Questiontion on exercise calories

needtolosethatweight26
needtolosethatweight26 Posts: 89 Member
edited November 2015 in Food and Nutrition
I get
a divided opinion on this topic. Do I eat back my exercise calories or don't I?

Replies

  • Jess102979
    Jess102979 Posts: 98 Member
    I usually don't, but if I do, it's not very many.
  • Jess102979 wrote: »
    I usually don't, but if I do, it's not very many.
    MFP has set a 1200 caloric goal for me which I feel is a little less for a 160 lbs person. That's why I eat my calories. Am I right?
  • malibu927
    malibu927 Posts: 17,562 Member
    The way MFP is set up you eat them back. However, as the calories burned are just estimates, it's best to only do 50-75% of those.
  • RuNaRoUnDaFiEld
    RuNaRoUnDaFiEld Posts: 5,864 Member
    I eat 50%-75% of them back. If it is cardio I eat up to 75%, weights only 50%.
  • RuNaRoUnDaFiEld
    RuNaRoUnDaFiEld Posts: 5,864 Member
    Jess102979 wrote: »
    I usually don't, but if I do, it's not very many.
    MFP has set a 1200 caloric goal for me which I feel is a little less for a 160 lbs person. That's why I eat my calories. Am I right?

    Change your goal to a 1lb a week weight loss, that is a massive 52lb or 4 stone over a year. You don't need to rush things.
    Eat back the calories you feel you need up to 75% as MFP over estimates calories burnt.
  • cwolfman13
    cwolfman13 Posts: 41,865 Member
    edited November 2015
    I get
    a divided opinion on this topic. Do I eat back my exercise calories or don't I?
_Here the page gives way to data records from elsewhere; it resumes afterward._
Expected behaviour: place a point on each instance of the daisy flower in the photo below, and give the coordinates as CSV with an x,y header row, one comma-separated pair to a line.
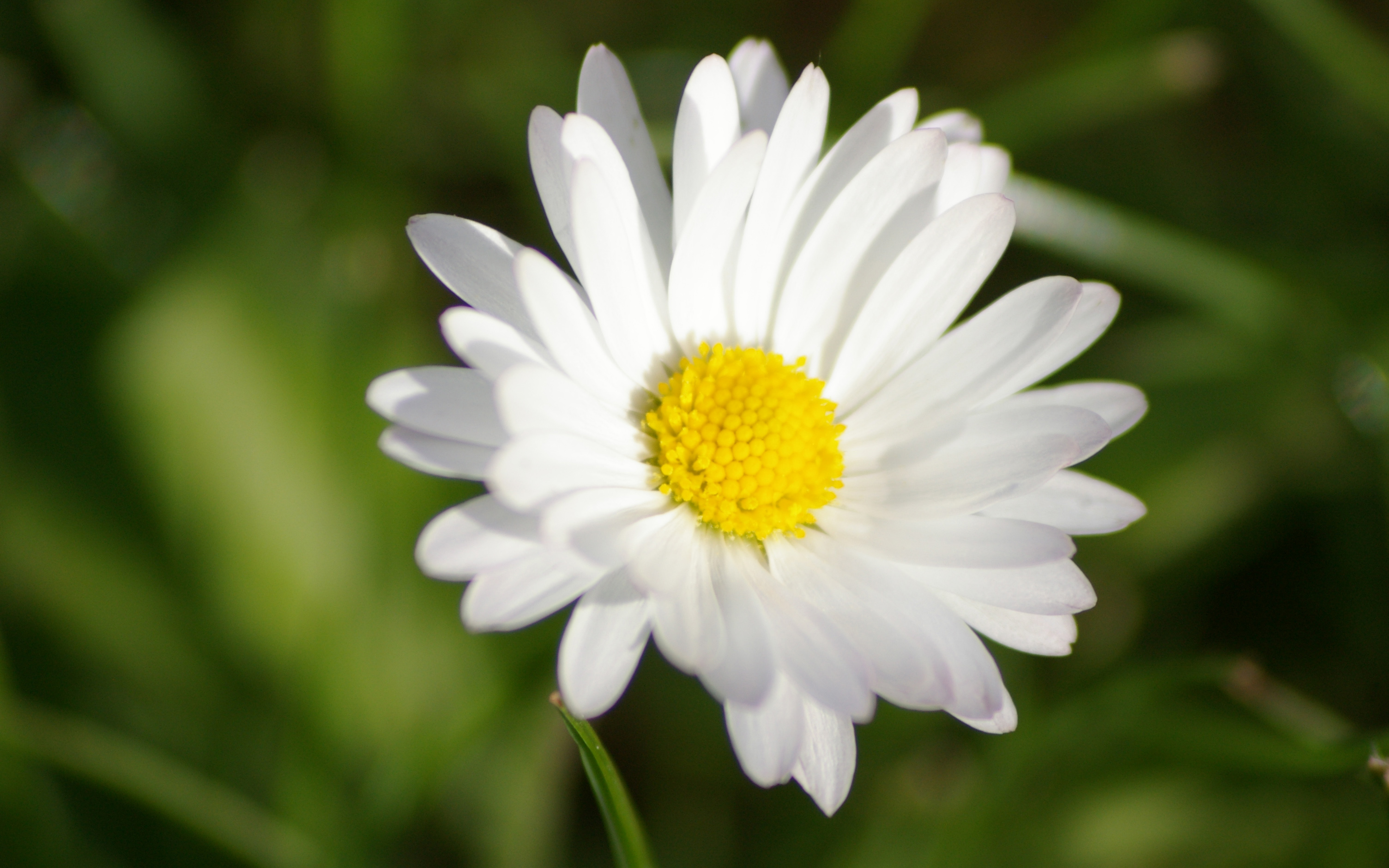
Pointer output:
x,y
746,428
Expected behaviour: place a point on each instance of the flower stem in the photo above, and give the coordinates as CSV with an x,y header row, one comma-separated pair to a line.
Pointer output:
x,y
624,827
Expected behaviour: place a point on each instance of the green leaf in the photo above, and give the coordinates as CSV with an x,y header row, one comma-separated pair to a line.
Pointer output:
x,y
624,827
164,785
1345,53
1221,284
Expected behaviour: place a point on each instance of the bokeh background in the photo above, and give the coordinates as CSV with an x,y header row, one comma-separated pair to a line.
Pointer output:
x,y
217,646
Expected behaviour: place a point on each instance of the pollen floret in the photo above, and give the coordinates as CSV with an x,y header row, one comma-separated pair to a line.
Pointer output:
x,y
746,441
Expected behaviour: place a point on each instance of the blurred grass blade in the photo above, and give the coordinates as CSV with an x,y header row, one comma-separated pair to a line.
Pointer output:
x,y
624,827
1102,90
1345,52
869,50
170,788
1190,270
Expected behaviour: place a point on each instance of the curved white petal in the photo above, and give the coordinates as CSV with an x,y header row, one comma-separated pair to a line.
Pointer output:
x,y
453,403
570,331
1074,503
487,344
474,536
965,367
746,669
592,521
702,280
1093,313
767,736
706,127
437,456
624,301
819,573
972,170
552,169
966,541
988,458
761,84
606,95
670,557
1120,404
532,470
531,399
792,152
474,262
921,294
826,764
958,124
1057,588
1048,635
853,243
524,591
602,645
771,265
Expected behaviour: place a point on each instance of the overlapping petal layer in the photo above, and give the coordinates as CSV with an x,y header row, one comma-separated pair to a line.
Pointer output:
x,y
956,506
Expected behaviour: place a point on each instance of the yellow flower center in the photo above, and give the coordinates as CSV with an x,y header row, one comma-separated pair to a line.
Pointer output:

    it's not a matter of opinion, it's how this particular tool is designed to work...because if you set up your activity level as per the descriptors, your activity does NOT include exercise activity...suffice it to say that exercise would thus be an unaccounted for activity. the way you account for it with this particular tool is to log it and earn calories to "eat back". other tools will include some estimation of your exercise activity in your settings and thus an estimation of those calories are already included in your targets.

    there are numerous problems with this method (MFP) however...for one, people tend to be pretty inaccurate with their calories in...they use erroneous and generic entries from the database...they eyeball servings...they tend to not log certain things or forget things like cooking oils and whatnot have calories and need to be logged...people are also often times inconsistent in their logging. in general, people tend to underestimate and under log what they're actually eating.

    secondly, people tend to overestimate calorie burns from exercise...they just take something from the database and log it as gospel without really questioning the accuracy or comparing it to other sources. people logging 900 calories for an hour of cardiovascular work are just fooling themselves.

    mfp's method works if you are being as accurate as possible...but even when i was using this and logging i made allowances for estimation error...

    the plus side to the mfp method is that it can teach you how to properly fuel your activity...particularly exercise activity...properly fueling exercise is essential to recovery and improving on your fitness. you will note that healthy and fit people eat. if i go out for a 50 mile bike ride and fail to fuel that activity, bad *kitten* is going to happen to my body...properly fueling your body is important.

    also, it is important to consider what exactly you're doing for exercise...if you're doing low intensity kind of stuff like walking, etc it isn't going to be as important to refuel...walking for an hour isn't a huge stressor on your body. if you're doing more intensive workouts or training for something or having two-a-day sessions a few days per week, under-fueling that activity can be detrimental to the health and wellness you're trying to achieve. exercise is good for you...but it can also be a major stress on the body.